Le 23 juin, le parquet a appelé à sanctionner le "choix cynique" d'une firme ayant privilégié "ses intérêts financiers" à la santé des consommateurs du médicament, malgré "les risques qu'elle ne pouvait ignorer" et qu'elle a "délibérément" dissimulés. Un total de plus de 10 millions d'euros d'amendes a été requis contre six sociétés du groupe, jugées notamment pour "tromperie aggravée", "escroquerie" et "homicides et blessures involontaires". Une amende de 200.000 euros a par ailleurs été demandée contre l'Agence de sécurité du médicament, jugée aux côtés des laboratoires pour avoir tardé à suspendre la commercialisation du Mediator, alors que de premières alertes sur sa dangerosité ont été émises dès 1995 et que de premiers cas de graves maladies cardiaques ont été signalés en France en 1999.

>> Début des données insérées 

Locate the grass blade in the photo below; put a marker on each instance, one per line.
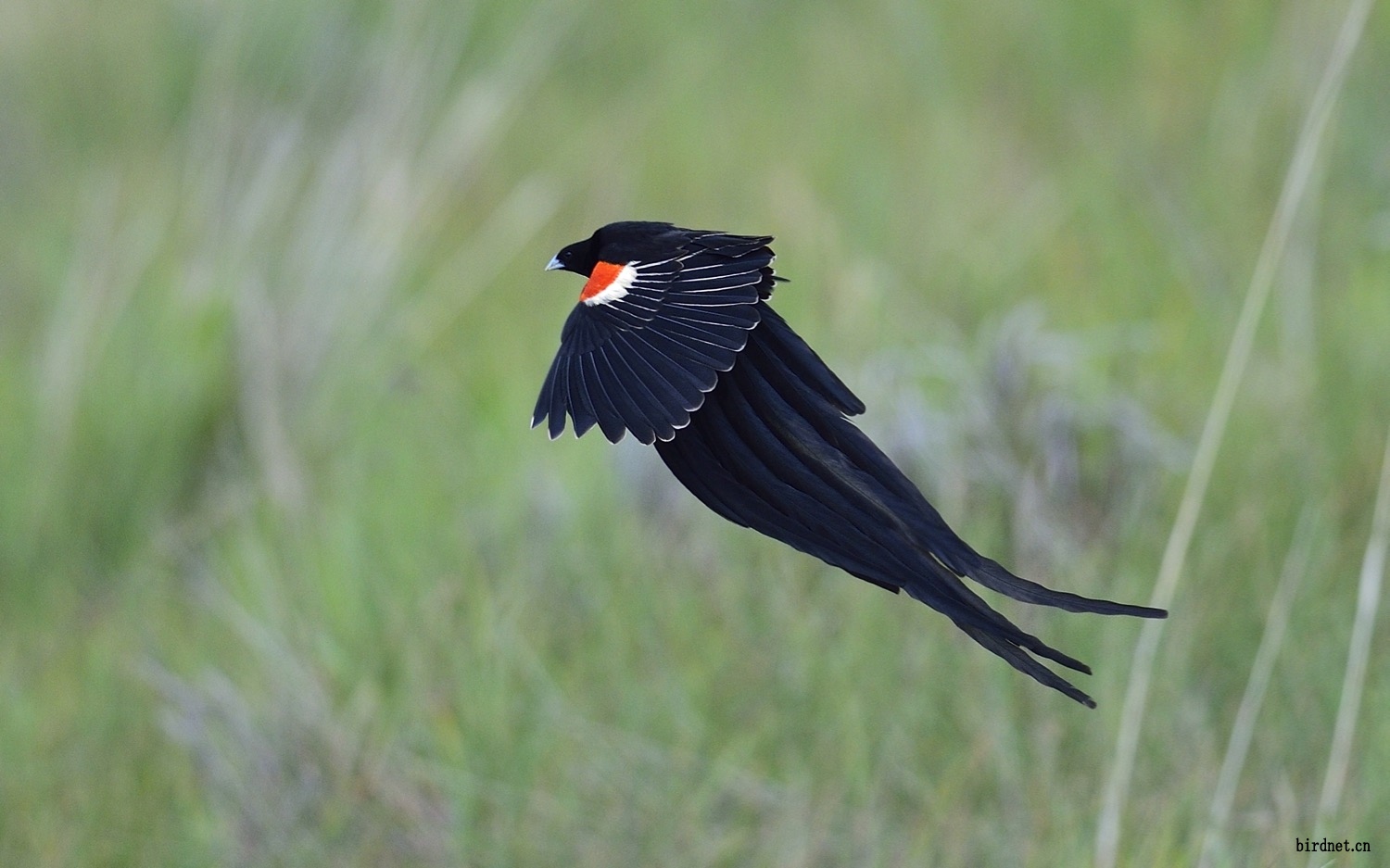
(1243, 729)
(1233, 370)
(1358, 651)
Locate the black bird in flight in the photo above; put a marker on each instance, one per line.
(673, 342)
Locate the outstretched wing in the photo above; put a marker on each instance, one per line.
(648, 339)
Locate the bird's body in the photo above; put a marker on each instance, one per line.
(675, 342)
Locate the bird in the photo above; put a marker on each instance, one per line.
(673, 341)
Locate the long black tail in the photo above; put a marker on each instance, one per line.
(773, 450)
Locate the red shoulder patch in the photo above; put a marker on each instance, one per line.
(600, 280)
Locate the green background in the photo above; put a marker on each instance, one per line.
(286, 581)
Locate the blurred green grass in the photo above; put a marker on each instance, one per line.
(284, 578)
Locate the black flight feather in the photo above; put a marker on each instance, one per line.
(683, 350)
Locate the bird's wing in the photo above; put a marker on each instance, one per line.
(648, 339)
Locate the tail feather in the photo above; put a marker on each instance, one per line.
(773, 450)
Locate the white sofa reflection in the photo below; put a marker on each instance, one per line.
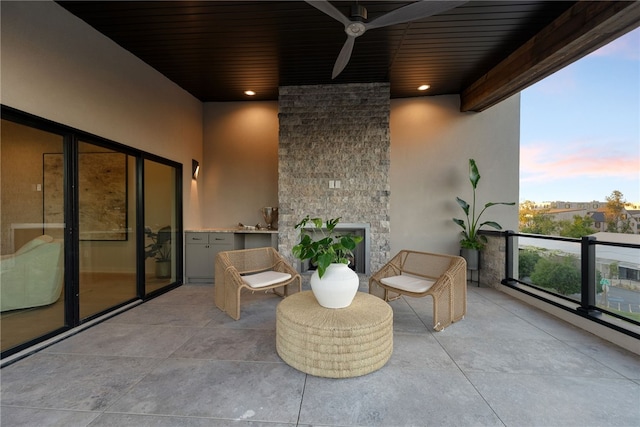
(33, 275)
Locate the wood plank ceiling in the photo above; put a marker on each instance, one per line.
(217, 49)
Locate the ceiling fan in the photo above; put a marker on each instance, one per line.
(357, 26)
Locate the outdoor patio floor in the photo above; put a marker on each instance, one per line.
(178, 361)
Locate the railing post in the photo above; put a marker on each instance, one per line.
(588, 275)
(508, 258)
(508, 248)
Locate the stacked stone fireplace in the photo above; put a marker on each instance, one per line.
(336, 134)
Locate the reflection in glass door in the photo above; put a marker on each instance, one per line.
(160, 225)
(106, 229)
(32, 222)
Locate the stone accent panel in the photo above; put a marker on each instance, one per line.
(337, 133)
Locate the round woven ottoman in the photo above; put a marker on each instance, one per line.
(334, 343)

"Ces réquisitions sont extrêmement sévères car elles ne tiennent pas compte de la réalité du dossier et des échanges d'informations entre les laboratoires Servier et les autorités de santé", juge Me François de Castro. L'Agence du médicament a toutefois admis une "part de responsabilité" dans ce "drame", l'un des pires scandales sanitaires français et ne sollicite pas de relaxe totale. "Je considère que l'Agence du médicament n'a pas commis de faute pénale", lance l'avocat des laboratoires, se proposant de "(se) faire le défenseur de l'autorité sanitaire", avant de tacler leur "système de défense qui est plutôt un système de défausse sur" Servier.

L'Agence du médicament "savait"

Livrant ses observations "en vrac" au tribunal, Me de Castro souligne que l'Agence du médicament avait "les données essentielles en mains, au plus tard en 1999".
Dès 1995, elle avait placé sous enquête de pharmacovigilance le Mediator, du fait de sa parenté chimique avec deux coupe-faims de Servier, l'Isoméride et le Ponderal, retirés du marché en raison de leurs graves effets indésirables.

L'Agence du médicament "n'ignorait rien de ce médicament, elle savait", appuie encore l'avocat de Servier. "Je ne veux pas que le tribunal puisse clore les débats en pensant que les laboratoires Servier sont dans le déni. Ils ne pensent pas être irréprochables dans cette affaire", assure François de Castro. Son confrère Hervé Temime devait plaider à sa suite. Le tribunal mettra ensuite son jugement en délibéré.